Following some oral surgery this week, I was prescribed penicillin to fight the likelihood of bacterial infection. I can't remember the last time I was given that medicine - seems like there are many other alternative antibiotics these days. But it's been interesting to ponder the history of this medicine, and how many lives it has saved.
Penicillin was first discovered by a Scottish scientist named Alexander Fleming in 1928. There were occasional uses in treating disease in the years that followed, but scientists were unable to produce it in large enough quantities to make it practical, and it didn't attract a lot of attention. Purified penicillin and the means to mass-produce it didn't happen until the 1940s. Historically, more injured men died in wartime from post-injury infections than from the injury itself. In the later years of World War II, penicillin became a critical medicine in treating wounded soldiers and saved countless lives. Fleming finally received a Nobel Prize in 1945.
Following the war, penicillin became so widely prescribed that bacteria started to develop resistance to the drug. Alternate, often synthetic, forms of antibiotic drugs were developed to compensate. But penicillin remained the standard of the industry.

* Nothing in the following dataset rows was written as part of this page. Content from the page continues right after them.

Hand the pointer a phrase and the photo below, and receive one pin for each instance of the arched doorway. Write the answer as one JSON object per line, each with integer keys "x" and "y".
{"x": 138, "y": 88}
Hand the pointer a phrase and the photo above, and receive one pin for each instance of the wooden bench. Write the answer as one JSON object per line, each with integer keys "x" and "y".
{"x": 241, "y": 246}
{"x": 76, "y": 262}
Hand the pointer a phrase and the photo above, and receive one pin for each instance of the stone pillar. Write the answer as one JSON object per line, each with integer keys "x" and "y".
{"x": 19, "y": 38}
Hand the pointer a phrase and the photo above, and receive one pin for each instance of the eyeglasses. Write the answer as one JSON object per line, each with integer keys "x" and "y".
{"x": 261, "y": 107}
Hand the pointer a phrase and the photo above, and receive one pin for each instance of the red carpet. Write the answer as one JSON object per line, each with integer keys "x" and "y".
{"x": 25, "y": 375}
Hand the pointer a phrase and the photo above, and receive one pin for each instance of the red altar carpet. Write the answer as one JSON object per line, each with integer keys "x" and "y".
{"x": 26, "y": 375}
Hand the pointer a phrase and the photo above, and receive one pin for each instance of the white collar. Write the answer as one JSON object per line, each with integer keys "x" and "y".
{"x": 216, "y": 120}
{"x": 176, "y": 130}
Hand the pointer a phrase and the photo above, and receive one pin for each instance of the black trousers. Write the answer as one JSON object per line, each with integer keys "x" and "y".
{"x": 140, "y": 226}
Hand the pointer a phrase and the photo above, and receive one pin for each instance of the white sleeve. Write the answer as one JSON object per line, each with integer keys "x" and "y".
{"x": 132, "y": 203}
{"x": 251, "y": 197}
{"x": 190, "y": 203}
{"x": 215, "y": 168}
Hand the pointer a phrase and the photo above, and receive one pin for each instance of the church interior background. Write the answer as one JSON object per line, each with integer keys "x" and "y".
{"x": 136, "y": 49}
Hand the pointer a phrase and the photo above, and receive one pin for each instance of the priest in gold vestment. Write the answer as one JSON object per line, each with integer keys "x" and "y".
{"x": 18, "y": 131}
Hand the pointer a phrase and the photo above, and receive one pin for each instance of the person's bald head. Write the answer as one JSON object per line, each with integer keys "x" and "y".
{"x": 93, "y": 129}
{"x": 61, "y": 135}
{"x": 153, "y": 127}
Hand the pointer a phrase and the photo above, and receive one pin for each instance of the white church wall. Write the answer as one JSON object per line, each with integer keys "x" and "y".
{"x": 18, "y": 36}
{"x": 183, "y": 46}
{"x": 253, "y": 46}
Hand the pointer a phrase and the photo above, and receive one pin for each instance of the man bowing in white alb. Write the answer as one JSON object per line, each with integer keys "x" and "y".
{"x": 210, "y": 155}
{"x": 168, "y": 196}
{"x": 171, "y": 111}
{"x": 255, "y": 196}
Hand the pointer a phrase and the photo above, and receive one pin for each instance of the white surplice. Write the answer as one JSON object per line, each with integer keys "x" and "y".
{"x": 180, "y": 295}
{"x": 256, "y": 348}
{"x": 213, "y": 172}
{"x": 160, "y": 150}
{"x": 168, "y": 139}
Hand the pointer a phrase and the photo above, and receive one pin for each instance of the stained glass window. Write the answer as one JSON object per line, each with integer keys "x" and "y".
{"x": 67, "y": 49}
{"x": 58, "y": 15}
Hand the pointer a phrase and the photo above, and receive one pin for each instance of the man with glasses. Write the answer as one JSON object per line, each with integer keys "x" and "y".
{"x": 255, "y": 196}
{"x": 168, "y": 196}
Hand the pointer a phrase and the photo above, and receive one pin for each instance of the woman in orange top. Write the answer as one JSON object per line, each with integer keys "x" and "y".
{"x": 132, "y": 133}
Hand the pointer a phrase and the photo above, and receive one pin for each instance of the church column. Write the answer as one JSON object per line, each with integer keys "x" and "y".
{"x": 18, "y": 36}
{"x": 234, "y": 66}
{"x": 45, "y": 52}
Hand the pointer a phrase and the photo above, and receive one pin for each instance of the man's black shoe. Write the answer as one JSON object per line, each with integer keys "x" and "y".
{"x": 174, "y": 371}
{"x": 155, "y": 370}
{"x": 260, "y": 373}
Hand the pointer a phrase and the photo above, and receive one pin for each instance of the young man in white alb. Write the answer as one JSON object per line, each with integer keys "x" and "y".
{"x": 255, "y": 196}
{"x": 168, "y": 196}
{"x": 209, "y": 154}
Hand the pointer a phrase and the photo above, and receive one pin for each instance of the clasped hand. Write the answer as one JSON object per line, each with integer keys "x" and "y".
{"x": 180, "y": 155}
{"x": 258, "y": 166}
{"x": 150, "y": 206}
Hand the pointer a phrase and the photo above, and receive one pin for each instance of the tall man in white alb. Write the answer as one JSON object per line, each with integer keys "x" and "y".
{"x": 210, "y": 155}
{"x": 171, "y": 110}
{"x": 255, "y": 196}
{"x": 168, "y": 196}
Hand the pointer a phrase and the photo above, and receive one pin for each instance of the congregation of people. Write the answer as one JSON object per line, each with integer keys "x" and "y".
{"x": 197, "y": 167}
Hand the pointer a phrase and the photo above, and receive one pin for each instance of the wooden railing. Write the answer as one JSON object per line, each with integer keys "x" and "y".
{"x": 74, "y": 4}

Sometimes good ideas aren't recognized initially for the power they possess. Sometimes we're aware of the power of something but there are obstacles to using or implementing it. Sometimes we waste time chasing the wrong idea when a better one is waiting for attention. Yet another thing to reflect on from time to time!
I #GiveThanks for the blessing of medical science. Discoveries like antibacterial drugs, and the science of immunization against viral infections, have miraculously extended life and relieved suffering in our modern world.

Sir Alexander Fleming, who discovered penicillin in 1928.

A wartime poster encouraging workers constructing a lab where penicillin would be produced.